Von einem Riesengebäude, schrieb einmal der Schriftsteller W. G. Sebald, könne niemand, der bei Verstand sei, behaupten, es sei schön. Einen monströsen Palast staune man bestenfalls an, und dieses Staunen sei "bereits eine Vorform des Entsetzens, denn irgendwo wüssten wir natürlich, dass die ins Überdimensionale hinausgewachsenen Bauwerke schon den Schatten ihrer Zerstörung vorauswerfen und konzipiert sind von Anfang an im Hinblick auf ihr nachmaliges Dasein als Ruine".

Sobald ein missliebiger Herrscher stürzt – wie vor einigen Tagen der ukrainische Präsident Viktor Janukowitsch –, eröffnet sich dem Volk mit größter Wahrscheinlichkeit der Blick auf eine groteske, überdimensionierte Pracht: Das Hauptgebäude, häufig im neoklassizistischen Stil und mit allerlei Säulen, ist umgeben von einem Garten mit Rutschen und Karussell (Gaddafi), einem Zoo (Janukowitsch) oder einem Park mit Swimmingpool und riesigen Volieren für exotische Vögel (Saddam Hussein). Nicolae Ceauşescus Hang zu Marmorfliesen und vergoldeten Schnörkeleien in seinem Anwesen erstaunte nach seinem Sturz niemanden, hatte er sich doch mitten in Bukarest, also gut sichtbar, die semi-private Casa Poporului errichten lassen, noch heute das größte Gebäude Europas, dem einst ganze Viertel weichen mussten.

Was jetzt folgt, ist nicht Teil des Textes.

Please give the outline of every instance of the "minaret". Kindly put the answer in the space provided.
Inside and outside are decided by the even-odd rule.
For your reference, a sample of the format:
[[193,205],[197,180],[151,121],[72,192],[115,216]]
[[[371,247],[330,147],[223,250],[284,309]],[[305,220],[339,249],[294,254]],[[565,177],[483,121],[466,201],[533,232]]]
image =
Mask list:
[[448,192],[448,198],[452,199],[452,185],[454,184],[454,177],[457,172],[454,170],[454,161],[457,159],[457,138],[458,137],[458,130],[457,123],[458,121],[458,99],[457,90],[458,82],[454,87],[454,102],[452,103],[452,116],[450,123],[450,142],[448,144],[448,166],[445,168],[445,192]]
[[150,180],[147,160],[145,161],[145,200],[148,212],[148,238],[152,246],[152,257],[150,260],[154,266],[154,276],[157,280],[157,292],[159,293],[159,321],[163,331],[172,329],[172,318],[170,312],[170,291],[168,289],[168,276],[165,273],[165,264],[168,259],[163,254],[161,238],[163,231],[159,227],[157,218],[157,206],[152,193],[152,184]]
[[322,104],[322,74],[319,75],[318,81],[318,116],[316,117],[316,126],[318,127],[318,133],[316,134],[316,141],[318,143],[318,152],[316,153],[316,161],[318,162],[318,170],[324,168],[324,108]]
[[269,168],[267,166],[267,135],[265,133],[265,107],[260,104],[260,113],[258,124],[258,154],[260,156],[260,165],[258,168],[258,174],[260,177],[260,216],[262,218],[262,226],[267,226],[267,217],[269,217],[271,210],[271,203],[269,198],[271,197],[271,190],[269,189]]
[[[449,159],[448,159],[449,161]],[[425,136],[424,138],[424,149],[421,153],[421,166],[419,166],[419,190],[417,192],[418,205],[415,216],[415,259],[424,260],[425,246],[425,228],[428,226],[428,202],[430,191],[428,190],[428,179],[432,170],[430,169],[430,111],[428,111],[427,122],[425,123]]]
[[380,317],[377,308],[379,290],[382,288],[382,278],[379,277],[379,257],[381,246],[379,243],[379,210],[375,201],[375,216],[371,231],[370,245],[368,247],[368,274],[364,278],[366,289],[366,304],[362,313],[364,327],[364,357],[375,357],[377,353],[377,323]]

Sie ist freilich ein Sonderfall – anders als Königsschlösser früher sind die Paläste der Despoten in der Regel gut versteckt, der Herrscher gelangt vorzugsweise mit dem Hubschrauber oder in einer verdunkelten und gepanzerten Limousine hinein, und solange er an der Macht ist, erblickt außer ihm nur sein Clan die geschmacksverwirrte Herrlichkeit. Königsschlösser suchten die Öffentlichkeit und durften es – sie waren sichtbarer Ausdruck legitimer Herrschaft. Der Palast des illegitimen Despoten, der sich an die Macht gegaunert hat, ist ein paradoxes Gebilde: Er soll auch repräsentieren, vielleicht sogar einschüchtern, aber seine Botschaft kann sich während der Amtszeit des Herrschers nur an die engsten Gefolgsleute richten. Erst wenn der Despot stürzt, zeigt sich sein kurioser Bau dem Volk, und so gut wie immer wird er mit Lust geplündert. Dem Despotenpalast ist die Repräsentation nur negativ eingeschrieben: Er wird der Weltöffentlichkeit häufig erst im Zustand der Ruine bekannt.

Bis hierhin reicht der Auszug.